Figure 5.3 shows Orange at two moments in her journey across the horizon; the moment when her feet cross and the moment when her eyes cross. The flash indicates light emitted from her foot at the moment it reaches the horizon. This light remains stuck on the horizon while she falls. From Orange’s perspective, the horizon and the light whizz past her eyes. She sees her feet, but only when her eyes reach the horizon. But this is what always happens when you look down at your feet: the light from them travels up to your head and you see them after the light has been emitted.

Figure 5.3. Orange not falling through her own feet.

What about the light from everyone else who crossed the horizon? All that light is simply waiting around on the horizon until Orange’s eyes pass by and collect it. Again, there is nothing unusual about that. Presumably you aren’t puzzled by the fact that you can see distant cows and nearby cows standing in a field at the same time.

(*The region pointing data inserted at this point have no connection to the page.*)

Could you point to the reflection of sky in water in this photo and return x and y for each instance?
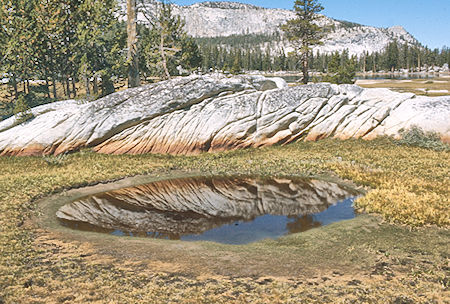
(273, 226)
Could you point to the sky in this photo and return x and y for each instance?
(428, 21)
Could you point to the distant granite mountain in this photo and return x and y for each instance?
(221, 19)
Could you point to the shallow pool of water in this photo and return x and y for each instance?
(233, 210)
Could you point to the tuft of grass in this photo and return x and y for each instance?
(406, 185)
(55, 161)
(416, 137)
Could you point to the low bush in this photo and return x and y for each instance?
(416, 137)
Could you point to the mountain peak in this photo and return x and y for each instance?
(224, 5)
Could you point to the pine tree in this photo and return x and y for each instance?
(165, 46)
(132, 45)
(304, 32)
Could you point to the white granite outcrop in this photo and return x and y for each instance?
(214, 112)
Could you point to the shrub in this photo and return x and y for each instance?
(22, 110)
(419, 138)
(55, 161)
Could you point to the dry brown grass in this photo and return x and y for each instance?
(362, 260)
(425, 87)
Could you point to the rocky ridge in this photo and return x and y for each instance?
(219, 19)
(214, 112)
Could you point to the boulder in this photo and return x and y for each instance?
(213, 112)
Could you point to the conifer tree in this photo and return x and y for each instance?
(132, 45)
(304, 32)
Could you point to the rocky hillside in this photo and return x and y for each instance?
(220, 19)
(209, 113)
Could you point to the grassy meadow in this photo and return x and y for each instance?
(395, 253)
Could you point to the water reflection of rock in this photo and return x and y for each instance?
(193, 205)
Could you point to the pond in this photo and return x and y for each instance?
(397, 76)
(233, 210)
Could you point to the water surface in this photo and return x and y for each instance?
(233, 210)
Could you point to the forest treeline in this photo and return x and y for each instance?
(256, 52)
(72, 44)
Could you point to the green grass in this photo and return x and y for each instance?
(406, 185)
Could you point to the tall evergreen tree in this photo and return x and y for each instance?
(132, 45)
(304, 32)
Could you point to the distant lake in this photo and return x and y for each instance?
(297, 78)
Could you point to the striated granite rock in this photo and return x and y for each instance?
(214, 112)
(194, 205)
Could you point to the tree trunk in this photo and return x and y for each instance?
(305, 68)
(163, 57)
(364, 63)
(418, 63)
(86, 83)
(55, 96)
(95, 86)
(133, 61)
(107, 85)
(68, 87)
(74, 88)
(63, 83)
(14, 84)
(47, 87)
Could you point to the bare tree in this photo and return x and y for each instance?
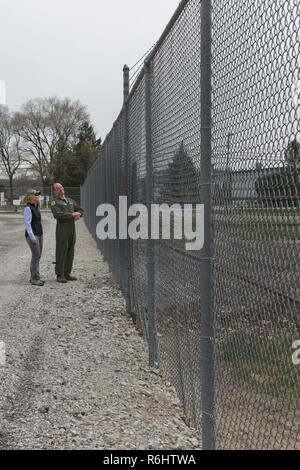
(48, 128)
(9, 147)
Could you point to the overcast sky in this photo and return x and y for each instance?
(76, 48)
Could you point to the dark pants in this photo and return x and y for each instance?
(65, 242)
(36, 252)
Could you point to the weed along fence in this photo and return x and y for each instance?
(213, 118)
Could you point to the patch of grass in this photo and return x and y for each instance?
(264, 364)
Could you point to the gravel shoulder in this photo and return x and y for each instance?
(76, 374)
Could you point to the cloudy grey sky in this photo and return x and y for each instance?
(76, 48)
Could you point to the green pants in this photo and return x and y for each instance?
(65, 242)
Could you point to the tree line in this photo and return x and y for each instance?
(52, 138)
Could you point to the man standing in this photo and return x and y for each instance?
(66, 212)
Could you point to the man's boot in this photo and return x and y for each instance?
(36, 282)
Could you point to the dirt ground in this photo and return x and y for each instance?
(76, 374)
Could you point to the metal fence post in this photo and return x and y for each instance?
(207, 337)
(126, 182)
(153, 352)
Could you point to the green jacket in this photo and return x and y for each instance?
(62, 209)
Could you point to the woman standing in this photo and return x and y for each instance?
(34, 233)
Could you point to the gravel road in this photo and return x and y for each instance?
(76, 374)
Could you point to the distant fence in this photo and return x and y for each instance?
(210, 117)
(16, 195)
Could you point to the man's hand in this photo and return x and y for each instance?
(76, 216)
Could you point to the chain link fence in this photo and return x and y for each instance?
(213, 118)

To make these unfamiliar ideas clearer we’ll introduce another way to think about spacetime around a black hole: the river model. The river model was so-called by Andrew Hamilton and Jason Lisle and it has an impeccable pedigree.18 It was formulated by Allvar Gullstrand in 1921, who had previously won the 1911 Nobel Prize in Physiology or Medicine for his work on the optics of the eye. French mathematician Paul Painlevé discovered the model independently in 1922, in between his two stints as Prime Minister of France. (Given the intellectual abilities of some recent holders of high office in the United Kingdom and elsewhere, the preceding sentence assumes an almost comedic quality.) In 1933, Georges Lemaître showed that the river model correctly describes a Schwarzschild black hole but with a different choice of grid.

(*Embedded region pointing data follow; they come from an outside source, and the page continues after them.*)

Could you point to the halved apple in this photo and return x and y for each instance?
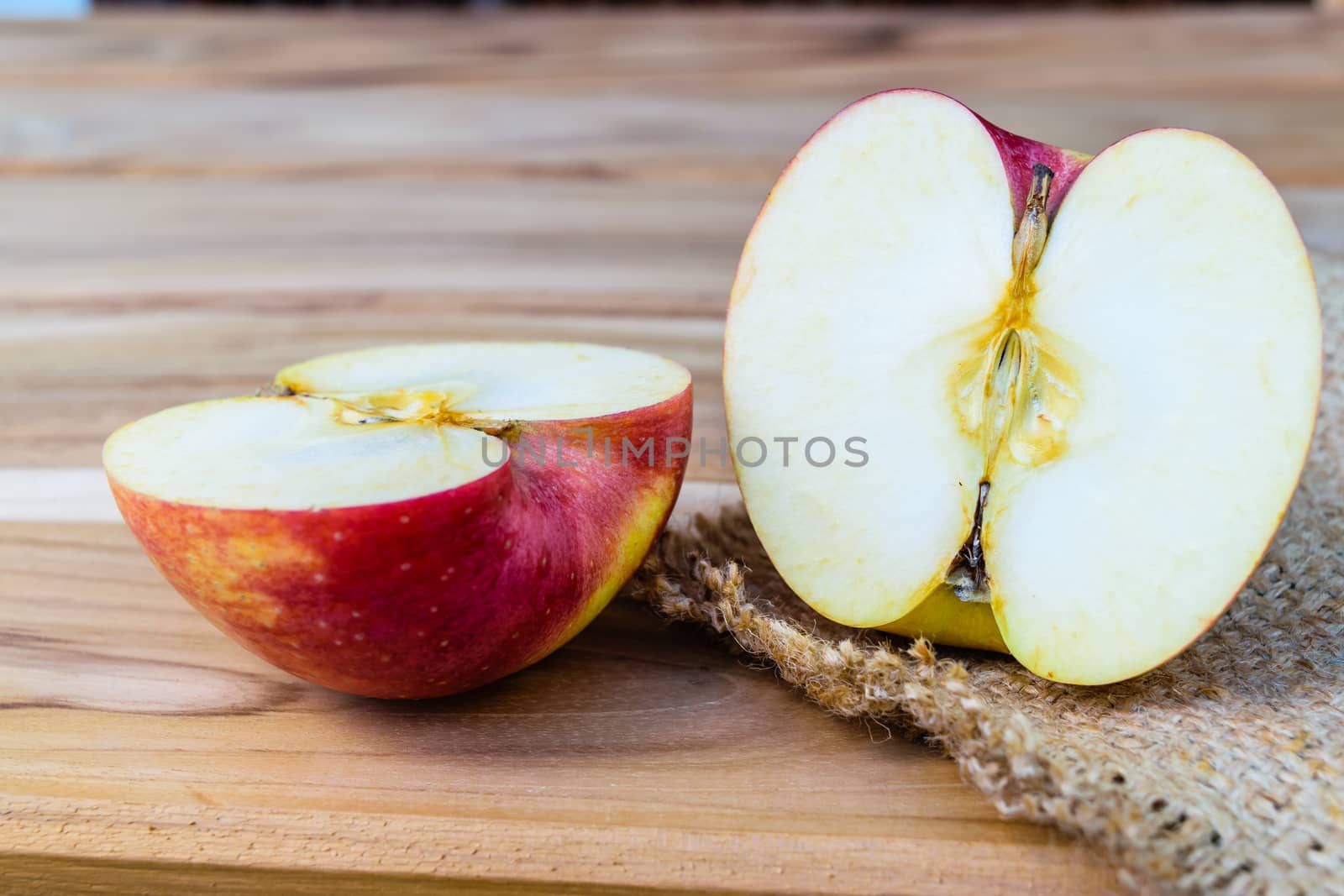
(1086, 385)
(412, 521)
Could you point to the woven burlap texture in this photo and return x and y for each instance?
(1220, 773)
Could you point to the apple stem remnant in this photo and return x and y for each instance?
(968, 578)
(1028, 244)
(1015, 406)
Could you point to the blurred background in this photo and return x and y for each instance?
(195, 196)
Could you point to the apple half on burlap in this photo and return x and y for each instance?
(1086, 385)
(412, 521)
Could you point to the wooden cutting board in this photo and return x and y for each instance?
(192, 202)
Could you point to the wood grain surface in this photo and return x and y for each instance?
(192, 202)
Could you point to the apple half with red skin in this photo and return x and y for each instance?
(1088, 385)
(412, 521)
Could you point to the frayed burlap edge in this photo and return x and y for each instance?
(1220, 773)
(858, 676)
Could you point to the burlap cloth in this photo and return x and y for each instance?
(1220, 773)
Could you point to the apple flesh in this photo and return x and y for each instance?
(1088, 385)
(412, 521)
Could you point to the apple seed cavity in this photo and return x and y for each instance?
(1012, 392)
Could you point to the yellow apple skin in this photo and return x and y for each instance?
(942, 618)
(432, 595)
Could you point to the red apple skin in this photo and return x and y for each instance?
(438, 594)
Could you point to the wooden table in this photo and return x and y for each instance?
(192, 202)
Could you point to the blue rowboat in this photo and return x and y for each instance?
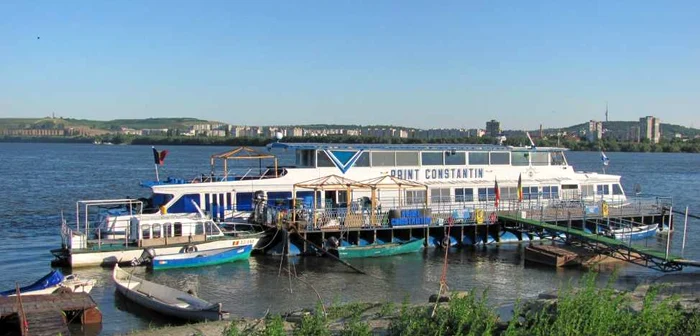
(48, 283)
(203, 258)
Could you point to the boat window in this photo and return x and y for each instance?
(383, 159)
(617, 189)
(440, 195)
(211, 228)
(586, 190)
(498, 158)
(478, 158)
(306, 158)
(156, 230)
(530, 193)
(546, 192)
(520, 158)
(557, 159)
(464, 195)
(487, 194)
(455, 158)
(539, 158)
(323, 160)
(145, 231)
(184, 204)
(509, 193)
(415, 197)
(431, 159)
(407, 159)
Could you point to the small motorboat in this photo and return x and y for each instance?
(375, 250)
(201, 258)
(165, 300)
(54, 282)
(635, 232)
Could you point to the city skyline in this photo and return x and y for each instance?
(413, 64)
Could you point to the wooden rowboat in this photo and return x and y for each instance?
(379, 250)
(165, 300)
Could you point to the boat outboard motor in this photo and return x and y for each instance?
(146, 257)
(332, 242)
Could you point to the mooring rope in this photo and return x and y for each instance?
(443, 278)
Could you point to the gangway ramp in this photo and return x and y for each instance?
(600, 244)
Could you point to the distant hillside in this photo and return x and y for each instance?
(620, 129)
(21, 123)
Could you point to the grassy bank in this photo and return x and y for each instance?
(584, 309)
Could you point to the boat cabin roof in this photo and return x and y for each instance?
(407, 147)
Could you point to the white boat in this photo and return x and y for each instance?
(456, 173)
(83, 245)
(166, 300)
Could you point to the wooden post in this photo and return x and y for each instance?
(373, 206)
(294, 203)
(22, 317)
(685, 230)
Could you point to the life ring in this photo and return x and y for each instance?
(479, 216)
(188, 249)
(605, 209)
(493, 217)
(63, 290)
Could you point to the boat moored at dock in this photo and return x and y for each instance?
(165, 300)
(454, 173)
(82, 245)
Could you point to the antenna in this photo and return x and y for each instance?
(532, 143)
(606, 111)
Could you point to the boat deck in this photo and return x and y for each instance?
(605, 245)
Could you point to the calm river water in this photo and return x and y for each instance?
(40, 180)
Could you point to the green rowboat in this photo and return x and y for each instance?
(379, 250)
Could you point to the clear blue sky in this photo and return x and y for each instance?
(411, 63)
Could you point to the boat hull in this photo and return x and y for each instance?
(85, 258)
(165, 300)
(636, 233)
(349, 252)
(199, 259)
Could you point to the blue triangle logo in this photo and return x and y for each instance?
(344, 159)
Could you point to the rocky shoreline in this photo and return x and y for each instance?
(680, 292)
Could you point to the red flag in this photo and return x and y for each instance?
(497, 193)
(159, 157)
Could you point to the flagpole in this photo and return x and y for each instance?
(156, 161)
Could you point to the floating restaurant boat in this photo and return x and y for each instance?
(201, 258)
(83, 245)
(54, 282)
(378, 250)
(635, 232)
(165, 300)
(454, 173)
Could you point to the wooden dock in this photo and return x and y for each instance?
(50, 314)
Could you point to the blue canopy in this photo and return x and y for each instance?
(52, 279)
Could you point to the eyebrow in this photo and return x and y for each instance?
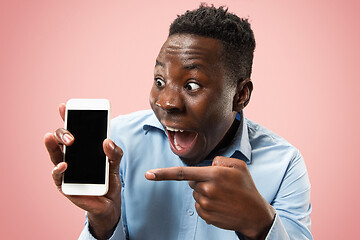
(187, 66)
(158, 63)
(192, 66)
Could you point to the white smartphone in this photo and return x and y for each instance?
(88, 120)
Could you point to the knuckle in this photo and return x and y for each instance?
(181, 174)
(208, 190)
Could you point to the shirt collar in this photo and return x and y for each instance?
(242, 141)
(239, 148)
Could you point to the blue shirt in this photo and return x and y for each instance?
(166, 209)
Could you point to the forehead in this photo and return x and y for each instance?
(188, 47)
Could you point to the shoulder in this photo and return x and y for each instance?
(265, 141)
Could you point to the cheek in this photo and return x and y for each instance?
(152, 96)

Figure 5.4. The river model of a black hole. (Wendy lucid2711/Shutterstock, annotated by Martin Brown)

In the river model, we are entitled to think of a Schwarzschild black hole by analogy with water flowing into a sink hole, as illustrated in Figure 5.4. The water represents space, which flows into the hole at ever-increasing speed. Light, and indeed everything else, moves over the flowing river of space in accord with the laws of special relativity. We might imagine our astronauts swimming around in the flowing river of space. Far from the black hole, the flow is sedate and they can easily swim away upstream. As they approach the black hole, the flow gets faster and they find it increasingly difficult to escape. At the horizon, the flow reaches the maximum speed that anything can swim (the speed of light), and since nothing can travel faster than light, this is the point of no return. Inside the horizon, the river flows faster than the speed of light and gets ever faster as it approaches the singularity. Anything that strays beyond the horizon will be caught up in the superluminal flow and inexorably swept to its doom. On the horizon, something swimming radially outwards at the speed of light will go precisely nowhere. It will remain frozen forever on the horizon.